A paraSITE is an inflatable tent-like structure fabricated from plastic bags and tape (materials easily attainable on the streets). A series of interconnected hollow tubes make up the framework with an intake tube tailing at one end. For inflation the intake is connected to the exhaust duct of the “host’s” HVAC system. Finally, the exhausted warm air fills the tubes, inflating the double membrane structure and instantly providing shelter and radiant heat for the user. The shelter can then be deflated, packed away and easily transported to a new site and host.
left image: © Michael Rakowitz and Lombard-Fried Projects an urban nomad with paraSITE in hand.
above right image: Michael Rakowitz and Lombard-Fried Projects installing paraSITE to host.
bottom right image: Michael Rakowitz and Lombard-Fried Projects inflated paraSITE.
The first prototype was built in 1997 in Cambridge, MA for a homeless man named Bill Stone. Since that time Rakowitz has built several more iterations working closely with each user and forming a sort of architect/client relationship to meet the individuals personal needs. paraSITEs have popped up in New York City, Boston, Cambridge MA, and Baltimore. In fact, according to Rakowitz there are still about 10 units in use on the streets of post 9/11 NYC.
To the user a paraSITE shelter represents a refusal to surrender to the life one faces in the welfare and shelter systems, providing them with a sense of autonomy and a more self-sufficient lifestyle. For the average pedestrian, however, a paraSITE functions as an ‘agitational device,’ instigating a relationship between those who have homes and those who do not and bringing attention to the epidemic of homelessness. For Rakowitz, this is the crux of the project.

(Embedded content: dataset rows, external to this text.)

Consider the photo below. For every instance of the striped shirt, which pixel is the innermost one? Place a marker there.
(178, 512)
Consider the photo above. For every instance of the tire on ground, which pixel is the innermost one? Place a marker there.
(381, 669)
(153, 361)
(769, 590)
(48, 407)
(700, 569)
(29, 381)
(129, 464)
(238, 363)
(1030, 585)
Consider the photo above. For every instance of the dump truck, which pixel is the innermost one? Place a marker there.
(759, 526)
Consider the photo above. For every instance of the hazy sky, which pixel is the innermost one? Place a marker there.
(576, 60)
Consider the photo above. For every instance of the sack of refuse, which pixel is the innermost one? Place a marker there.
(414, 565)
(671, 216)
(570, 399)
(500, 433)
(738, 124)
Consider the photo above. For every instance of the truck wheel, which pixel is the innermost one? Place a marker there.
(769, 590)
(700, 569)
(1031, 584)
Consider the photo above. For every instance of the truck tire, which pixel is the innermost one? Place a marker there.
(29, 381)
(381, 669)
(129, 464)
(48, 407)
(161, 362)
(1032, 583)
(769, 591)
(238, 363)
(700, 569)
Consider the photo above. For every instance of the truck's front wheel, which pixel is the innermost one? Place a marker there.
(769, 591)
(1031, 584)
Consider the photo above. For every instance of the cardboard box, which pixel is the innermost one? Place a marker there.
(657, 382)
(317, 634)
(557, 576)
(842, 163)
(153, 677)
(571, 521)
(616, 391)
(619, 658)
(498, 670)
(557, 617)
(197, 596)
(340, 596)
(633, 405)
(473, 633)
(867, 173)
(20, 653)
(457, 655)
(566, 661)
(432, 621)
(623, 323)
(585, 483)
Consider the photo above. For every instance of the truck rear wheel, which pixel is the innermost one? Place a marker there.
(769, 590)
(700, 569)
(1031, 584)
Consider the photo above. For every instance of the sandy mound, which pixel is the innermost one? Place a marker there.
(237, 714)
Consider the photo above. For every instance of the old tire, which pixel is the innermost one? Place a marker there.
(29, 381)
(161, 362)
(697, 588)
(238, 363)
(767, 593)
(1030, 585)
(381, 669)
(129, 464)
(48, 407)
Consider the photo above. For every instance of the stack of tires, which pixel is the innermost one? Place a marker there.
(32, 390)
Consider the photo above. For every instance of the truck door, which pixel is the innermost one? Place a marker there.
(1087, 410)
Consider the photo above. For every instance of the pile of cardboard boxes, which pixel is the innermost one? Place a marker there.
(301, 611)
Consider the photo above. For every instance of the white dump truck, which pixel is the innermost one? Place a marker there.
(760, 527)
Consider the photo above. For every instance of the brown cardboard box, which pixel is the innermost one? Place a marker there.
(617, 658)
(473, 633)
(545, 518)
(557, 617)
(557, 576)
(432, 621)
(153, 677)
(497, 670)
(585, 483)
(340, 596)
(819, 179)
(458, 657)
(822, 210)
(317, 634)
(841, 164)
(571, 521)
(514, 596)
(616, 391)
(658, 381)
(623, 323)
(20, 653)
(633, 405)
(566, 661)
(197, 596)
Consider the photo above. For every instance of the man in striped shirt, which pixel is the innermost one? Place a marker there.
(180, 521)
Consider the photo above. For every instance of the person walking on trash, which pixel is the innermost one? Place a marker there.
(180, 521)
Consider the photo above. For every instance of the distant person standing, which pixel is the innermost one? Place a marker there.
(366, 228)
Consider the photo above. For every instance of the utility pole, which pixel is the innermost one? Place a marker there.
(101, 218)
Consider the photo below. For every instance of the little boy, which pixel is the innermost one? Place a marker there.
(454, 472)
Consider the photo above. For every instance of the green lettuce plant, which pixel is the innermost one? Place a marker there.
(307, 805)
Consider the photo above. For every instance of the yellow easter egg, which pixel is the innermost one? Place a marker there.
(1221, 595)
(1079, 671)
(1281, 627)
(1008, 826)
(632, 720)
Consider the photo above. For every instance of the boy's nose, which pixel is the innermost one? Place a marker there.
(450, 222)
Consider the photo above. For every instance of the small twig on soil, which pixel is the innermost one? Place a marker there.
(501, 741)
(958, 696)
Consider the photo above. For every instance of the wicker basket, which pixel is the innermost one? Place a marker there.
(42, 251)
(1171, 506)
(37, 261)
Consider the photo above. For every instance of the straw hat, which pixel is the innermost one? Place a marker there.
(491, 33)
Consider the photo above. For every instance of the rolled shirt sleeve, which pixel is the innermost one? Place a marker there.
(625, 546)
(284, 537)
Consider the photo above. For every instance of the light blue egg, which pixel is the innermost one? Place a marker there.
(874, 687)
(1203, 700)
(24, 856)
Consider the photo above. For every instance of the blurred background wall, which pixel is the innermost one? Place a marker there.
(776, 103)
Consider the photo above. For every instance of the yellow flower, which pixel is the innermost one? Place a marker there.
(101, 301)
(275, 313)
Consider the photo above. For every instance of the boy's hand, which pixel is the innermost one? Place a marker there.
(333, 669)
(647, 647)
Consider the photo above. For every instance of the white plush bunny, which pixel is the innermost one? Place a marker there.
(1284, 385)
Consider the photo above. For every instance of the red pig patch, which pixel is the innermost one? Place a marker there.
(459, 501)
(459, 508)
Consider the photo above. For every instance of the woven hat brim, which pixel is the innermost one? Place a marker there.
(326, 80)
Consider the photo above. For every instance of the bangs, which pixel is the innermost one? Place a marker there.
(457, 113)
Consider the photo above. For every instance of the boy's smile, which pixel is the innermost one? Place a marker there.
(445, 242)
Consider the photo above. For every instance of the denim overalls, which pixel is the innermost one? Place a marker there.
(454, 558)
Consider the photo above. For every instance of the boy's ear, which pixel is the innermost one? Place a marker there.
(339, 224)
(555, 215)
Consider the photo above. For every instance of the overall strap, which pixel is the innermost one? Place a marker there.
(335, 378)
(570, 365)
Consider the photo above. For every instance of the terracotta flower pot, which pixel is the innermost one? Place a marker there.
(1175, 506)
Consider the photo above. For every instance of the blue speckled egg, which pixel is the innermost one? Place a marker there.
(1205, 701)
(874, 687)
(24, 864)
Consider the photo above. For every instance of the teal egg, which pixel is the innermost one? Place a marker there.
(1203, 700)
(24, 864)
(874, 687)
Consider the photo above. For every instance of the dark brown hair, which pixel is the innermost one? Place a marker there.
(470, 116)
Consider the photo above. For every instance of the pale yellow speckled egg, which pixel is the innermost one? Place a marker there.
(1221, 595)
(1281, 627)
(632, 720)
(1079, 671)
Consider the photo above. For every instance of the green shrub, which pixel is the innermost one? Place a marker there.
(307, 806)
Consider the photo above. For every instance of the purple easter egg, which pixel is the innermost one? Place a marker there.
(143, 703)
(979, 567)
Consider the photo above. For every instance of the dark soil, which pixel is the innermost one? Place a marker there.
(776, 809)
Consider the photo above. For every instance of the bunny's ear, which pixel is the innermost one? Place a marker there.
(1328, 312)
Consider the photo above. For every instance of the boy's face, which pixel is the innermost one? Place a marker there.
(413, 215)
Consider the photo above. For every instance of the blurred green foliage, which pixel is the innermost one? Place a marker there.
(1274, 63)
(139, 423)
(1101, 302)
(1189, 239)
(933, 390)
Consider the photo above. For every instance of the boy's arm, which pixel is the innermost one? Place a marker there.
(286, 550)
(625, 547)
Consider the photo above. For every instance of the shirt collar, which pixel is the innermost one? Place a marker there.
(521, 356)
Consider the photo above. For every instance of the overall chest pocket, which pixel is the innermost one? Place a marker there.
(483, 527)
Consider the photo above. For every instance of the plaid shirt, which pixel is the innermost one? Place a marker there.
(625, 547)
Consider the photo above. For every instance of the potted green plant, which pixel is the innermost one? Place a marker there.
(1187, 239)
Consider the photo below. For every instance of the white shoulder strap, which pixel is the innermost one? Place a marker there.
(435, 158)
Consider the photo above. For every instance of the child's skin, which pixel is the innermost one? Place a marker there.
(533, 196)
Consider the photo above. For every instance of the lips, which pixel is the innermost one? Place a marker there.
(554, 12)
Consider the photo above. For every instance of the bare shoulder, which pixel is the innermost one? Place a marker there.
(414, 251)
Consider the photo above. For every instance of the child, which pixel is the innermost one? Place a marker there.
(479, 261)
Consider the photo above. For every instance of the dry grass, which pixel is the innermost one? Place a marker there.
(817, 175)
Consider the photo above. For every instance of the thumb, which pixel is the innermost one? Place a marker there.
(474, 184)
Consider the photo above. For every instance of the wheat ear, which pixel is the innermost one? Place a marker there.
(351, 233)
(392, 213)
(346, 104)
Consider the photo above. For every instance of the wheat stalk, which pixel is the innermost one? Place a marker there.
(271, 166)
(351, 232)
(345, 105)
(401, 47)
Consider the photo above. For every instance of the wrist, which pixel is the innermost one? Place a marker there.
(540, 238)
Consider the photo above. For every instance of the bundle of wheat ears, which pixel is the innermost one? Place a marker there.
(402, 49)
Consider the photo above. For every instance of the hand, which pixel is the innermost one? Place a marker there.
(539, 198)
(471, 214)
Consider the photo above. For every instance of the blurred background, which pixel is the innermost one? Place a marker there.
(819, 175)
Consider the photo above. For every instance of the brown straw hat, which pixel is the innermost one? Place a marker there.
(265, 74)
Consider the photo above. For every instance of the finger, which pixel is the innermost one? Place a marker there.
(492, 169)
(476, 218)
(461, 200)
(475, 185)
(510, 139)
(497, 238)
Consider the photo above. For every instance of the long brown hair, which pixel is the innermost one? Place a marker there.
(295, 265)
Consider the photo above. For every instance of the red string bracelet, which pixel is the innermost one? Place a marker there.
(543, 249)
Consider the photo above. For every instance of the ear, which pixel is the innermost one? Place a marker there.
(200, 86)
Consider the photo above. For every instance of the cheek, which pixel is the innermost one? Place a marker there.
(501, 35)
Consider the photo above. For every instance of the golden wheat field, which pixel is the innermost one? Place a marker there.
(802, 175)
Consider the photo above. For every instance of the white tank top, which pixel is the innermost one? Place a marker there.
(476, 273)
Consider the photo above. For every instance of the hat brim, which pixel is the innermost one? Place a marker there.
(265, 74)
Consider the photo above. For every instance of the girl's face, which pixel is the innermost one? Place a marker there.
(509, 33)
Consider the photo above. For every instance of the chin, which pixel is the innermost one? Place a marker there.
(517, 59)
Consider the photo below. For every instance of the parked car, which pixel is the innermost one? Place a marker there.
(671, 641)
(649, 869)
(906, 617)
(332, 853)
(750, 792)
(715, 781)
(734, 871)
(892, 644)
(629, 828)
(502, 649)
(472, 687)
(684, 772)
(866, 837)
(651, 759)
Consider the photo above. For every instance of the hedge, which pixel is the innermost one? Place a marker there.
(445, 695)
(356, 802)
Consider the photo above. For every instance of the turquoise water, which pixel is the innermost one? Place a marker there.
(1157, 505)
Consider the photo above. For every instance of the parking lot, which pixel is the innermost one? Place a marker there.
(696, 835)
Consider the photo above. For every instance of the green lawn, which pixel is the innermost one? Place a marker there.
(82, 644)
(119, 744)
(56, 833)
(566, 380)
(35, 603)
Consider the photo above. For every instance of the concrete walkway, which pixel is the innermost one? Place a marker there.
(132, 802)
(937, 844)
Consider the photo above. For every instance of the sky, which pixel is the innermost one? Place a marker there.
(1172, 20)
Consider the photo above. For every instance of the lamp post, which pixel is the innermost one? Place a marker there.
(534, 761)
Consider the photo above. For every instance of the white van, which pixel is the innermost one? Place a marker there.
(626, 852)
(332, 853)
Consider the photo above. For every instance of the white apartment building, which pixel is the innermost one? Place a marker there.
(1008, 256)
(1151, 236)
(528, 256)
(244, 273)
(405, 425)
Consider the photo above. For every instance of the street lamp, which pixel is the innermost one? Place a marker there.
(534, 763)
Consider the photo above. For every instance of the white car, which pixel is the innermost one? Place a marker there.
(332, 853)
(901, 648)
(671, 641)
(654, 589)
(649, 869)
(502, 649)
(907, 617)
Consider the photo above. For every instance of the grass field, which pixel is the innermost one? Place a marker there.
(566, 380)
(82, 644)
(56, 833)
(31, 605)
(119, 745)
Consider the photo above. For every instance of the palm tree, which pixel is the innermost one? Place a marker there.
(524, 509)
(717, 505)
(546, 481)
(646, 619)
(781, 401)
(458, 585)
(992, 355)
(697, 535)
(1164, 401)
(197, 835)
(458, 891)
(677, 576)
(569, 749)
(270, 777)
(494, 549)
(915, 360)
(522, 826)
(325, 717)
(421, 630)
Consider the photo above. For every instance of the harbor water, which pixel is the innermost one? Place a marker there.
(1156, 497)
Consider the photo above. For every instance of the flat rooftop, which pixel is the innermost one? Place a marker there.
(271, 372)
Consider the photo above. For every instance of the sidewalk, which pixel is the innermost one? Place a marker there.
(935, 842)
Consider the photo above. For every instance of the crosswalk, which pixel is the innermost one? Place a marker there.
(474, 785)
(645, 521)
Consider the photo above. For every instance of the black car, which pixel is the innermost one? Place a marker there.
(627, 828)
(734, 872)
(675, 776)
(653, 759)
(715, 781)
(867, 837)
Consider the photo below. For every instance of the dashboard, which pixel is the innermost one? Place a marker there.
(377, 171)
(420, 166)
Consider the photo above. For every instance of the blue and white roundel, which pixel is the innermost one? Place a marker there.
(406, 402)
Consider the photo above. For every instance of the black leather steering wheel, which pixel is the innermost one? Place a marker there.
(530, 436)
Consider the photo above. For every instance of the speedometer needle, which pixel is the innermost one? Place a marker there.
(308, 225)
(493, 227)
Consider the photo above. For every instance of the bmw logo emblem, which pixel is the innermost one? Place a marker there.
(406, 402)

Michael Rakowitz and Lombard-Fried Projects pedestrians react to seeing a homeless man in their neighborhood gleaning the exhaust of a host building
Michael Rakowitz and Lombard-Fried Projects one of many paraSITEs on the streets serving as shelter to a homeless man
Michael Rakowitz and Lombard-Fried Projects concept sketch for dual occupancy paraSITE
Michael Rakowitz and Lombard-Fried Projects redesign with client’s notes and concerns
Currently, Rakowitz is proposing the reappropriation of public space in a new project coined (P)LOT. In its first incarnation at the Museum Moderner Kunst (MUMOK) in Vienna, Austria Rakowitz converted ordinary car covers into portable tents that were ‘parked’ on the streets. Citizens could rent the space for camping purposes in-effect reclaiming a piece of public land from the almighty automobile.